Es dämmert schon in Sanremo, als sechs Fahrer am Corso Raimondo die Flamme Rouge passieren. Der feuchte Asphalt reflektiert das Scheinwerferlicht des Kamera-Motorrads, das dem Sextett folgt. Die Fahrer tragen teilweise dicke Winter-Mützen unter den Helmen und Handschuhe. Die Gesichter sind von den Anstrengungen der letzten Stunden gezeichnet, Schlammspritzer haben die Trikots besprenkelt. Kurz zuvor hatte der Sky-Fahrer Ian Stannard noch einmal versucht, mit einer Tempoverschärfung seine Verfolger abzuschütteln. Doch es gelingt dem Slowaken Peter Sagan (Cannondale), einmal mehr die Lücke zu schließen.
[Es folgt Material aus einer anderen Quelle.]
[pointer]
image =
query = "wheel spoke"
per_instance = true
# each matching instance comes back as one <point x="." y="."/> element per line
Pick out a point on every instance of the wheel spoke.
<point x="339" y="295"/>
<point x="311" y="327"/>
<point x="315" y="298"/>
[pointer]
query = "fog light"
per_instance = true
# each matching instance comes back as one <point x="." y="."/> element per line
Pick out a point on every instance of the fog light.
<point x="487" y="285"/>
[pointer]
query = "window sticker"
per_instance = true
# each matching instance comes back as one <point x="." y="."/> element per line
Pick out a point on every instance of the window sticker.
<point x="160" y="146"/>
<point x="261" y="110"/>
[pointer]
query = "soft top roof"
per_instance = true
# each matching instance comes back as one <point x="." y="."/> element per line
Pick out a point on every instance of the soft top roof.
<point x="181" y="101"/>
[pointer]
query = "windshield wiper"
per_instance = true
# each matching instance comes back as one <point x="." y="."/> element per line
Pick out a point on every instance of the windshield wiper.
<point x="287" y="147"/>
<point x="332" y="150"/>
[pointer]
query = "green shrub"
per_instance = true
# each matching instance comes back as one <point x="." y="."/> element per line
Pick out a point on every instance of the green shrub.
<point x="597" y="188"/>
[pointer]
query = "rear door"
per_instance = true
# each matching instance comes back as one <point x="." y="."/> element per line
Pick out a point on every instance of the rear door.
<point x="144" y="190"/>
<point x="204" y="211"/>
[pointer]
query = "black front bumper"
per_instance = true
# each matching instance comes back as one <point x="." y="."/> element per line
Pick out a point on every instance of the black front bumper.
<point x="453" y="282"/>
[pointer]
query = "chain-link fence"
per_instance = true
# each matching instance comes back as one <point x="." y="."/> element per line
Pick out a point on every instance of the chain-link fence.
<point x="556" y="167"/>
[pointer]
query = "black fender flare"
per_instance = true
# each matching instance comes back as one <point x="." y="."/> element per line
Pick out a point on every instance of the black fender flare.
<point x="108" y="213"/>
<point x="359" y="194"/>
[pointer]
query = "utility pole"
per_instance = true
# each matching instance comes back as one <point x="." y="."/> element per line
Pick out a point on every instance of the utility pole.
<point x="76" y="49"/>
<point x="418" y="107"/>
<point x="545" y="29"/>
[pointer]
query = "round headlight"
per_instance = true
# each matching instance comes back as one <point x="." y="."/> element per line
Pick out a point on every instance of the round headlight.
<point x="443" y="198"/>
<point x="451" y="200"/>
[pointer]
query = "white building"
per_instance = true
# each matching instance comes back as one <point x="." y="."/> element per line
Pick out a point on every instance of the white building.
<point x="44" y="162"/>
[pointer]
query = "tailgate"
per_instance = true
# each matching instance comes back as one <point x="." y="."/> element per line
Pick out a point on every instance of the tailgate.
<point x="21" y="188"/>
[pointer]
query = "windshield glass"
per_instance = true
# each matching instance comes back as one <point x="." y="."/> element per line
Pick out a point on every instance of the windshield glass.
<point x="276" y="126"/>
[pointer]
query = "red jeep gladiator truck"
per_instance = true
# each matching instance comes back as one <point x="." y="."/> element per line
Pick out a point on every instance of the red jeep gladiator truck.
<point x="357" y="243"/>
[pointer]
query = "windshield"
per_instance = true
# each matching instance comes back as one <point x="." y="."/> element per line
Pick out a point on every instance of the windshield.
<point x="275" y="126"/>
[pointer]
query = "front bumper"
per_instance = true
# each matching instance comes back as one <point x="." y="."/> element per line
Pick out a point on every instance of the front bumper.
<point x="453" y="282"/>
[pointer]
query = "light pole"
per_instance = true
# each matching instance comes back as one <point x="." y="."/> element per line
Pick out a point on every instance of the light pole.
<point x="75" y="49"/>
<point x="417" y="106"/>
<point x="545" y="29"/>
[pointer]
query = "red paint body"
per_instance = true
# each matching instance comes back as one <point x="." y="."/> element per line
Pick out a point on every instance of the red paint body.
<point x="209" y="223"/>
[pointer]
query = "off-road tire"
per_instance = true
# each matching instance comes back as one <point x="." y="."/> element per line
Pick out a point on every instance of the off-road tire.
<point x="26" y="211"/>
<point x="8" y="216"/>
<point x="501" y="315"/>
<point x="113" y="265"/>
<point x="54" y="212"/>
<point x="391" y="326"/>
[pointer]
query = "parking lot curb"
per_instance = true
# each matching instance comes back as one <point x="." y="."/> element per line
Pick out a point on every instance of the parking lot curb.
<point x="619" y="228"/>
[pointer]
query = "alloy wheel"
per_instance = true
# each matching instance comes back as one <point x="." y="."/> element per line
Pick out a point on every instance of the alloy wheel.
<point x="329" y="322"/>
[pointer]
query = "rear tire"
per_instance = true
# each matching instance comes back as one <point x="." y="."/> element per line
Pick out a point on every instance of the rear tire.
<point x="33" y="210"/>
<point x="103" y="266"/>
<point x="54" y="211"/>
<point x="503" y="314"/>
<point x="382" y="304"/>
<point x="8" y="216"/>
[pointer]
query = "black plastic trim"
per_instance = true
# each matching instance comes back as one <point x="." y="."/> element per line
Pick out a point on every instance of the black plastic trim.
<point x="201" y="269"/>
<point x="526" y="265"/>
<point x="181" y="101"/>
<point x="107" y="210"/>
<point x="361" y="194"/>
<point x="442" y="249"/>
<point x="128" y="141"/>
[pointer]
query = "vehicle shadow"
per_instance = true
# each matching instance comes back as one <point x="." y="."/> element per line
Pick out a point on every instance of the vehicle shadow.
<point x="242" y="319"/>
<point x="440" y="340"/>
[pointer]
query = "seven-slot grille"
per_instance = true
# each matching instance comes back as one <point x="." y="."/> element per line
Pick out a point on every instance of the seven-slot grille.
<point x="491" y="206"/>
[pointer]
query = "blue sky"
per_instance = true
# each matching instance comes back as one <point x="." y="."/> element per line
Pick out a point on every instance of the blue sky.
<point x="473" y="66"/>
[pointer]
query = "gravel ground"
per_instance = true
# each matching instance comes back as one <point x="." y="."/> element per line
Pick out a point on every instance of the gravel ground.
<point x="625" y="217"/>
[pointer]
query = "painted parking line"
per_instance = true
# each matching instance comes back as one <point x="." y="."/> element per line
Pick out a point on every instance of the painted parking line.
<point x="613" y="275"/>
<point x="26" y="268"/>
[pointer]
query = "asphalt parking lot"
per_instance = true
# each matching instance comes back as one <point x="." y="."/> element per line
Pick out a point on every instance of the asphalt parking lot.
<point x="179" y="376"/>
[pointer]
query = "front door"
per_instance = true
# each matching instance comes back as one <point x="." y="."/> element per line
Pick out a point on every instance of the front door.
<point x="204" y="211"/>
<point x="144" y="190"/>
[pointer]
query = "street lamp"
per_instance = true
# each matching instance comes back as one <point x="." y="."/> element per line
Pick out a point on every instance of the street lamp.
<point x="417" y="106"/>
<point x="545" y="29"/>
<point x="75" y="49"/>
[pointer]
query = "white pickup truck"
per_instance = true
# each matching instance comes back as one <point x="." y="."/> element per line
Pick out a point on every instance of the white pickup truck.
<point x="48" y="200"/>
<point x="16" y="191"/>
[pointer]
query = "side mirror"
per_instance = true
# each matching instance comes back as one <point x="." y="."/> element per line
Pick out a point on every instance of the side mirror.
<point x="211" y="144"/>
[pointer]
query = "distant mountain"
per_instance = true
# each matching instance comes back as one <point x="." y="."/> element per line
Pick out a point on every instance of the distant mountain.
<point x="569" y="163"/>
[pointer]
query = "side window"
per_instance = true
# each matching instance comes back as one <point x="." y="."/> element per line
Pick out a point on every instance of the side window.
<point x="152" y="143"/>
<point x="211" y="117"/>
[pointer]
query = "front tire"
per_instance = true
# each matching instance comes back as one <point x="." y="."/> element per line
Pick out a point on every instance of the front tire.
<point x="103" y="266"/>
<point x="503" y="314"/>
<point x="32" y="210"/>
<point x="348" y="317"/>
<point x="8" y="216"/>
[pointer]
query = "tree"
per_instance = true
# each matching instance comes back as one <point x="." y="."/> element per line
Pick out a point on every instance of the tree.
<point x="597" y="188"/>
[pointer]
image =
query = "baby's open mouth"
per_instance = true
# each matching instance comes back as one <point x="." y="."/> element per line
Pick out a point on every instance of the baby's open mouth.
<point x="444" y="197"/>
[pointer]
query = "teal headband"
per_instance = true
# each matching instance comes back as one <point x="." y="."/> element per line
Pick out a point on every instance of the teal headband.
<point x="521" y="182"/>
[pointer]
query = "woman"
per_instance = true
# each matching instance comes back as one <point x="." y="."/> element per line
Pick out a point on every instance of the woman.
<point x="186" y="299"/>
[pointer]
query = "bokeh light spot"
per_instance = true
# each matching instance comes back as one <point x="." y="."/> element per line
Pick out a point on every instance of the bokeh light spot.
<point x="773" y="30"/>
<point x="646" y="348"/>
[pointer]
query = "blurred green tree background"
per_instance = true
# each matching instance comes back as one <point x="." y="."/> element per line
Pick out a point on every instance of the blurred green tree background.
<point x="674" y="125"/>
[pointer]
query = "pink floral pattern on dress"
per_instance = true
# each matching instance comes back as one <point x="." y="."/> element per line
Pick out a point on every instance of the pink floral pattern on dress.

Unmittelbar an seinem Hinterrad fährt der Deutsche Gerald Ciolek.

Foto: Hennes Roth

Der Fahrer aus dem südafrikanischen Continental-Team MTN-Qhubeka ist so dicht an Sagan dran, dass sich dieser mehrfach umdrehen muss, um in der alles entscheidenden Phase des Rennens seine brandgefährlichen Rivalen dahinter ins Auge zu nehmen. Hinter Ciolek positioniert sind der Schweizer Klassikerjäger und mehrfache Zeitfahr-Weltmeister Fabian Cancellara (RadioShack-Leopard), der 2008 bei Mailand–Sanremo den Sieg davontrug, der italienische Katusha-Fahrer Luca Paolini, wenige Wochen zuvor beim belgischen Halbklassiker Omloop Het Nieuwsblad siegreich, sowie Sylvain Chavanel (Omega Pharma-Quick-Step), der sich eine Woche zuvor die Punktewertung bei der Radfernfahrt Paris–Nizza gesichert hatte.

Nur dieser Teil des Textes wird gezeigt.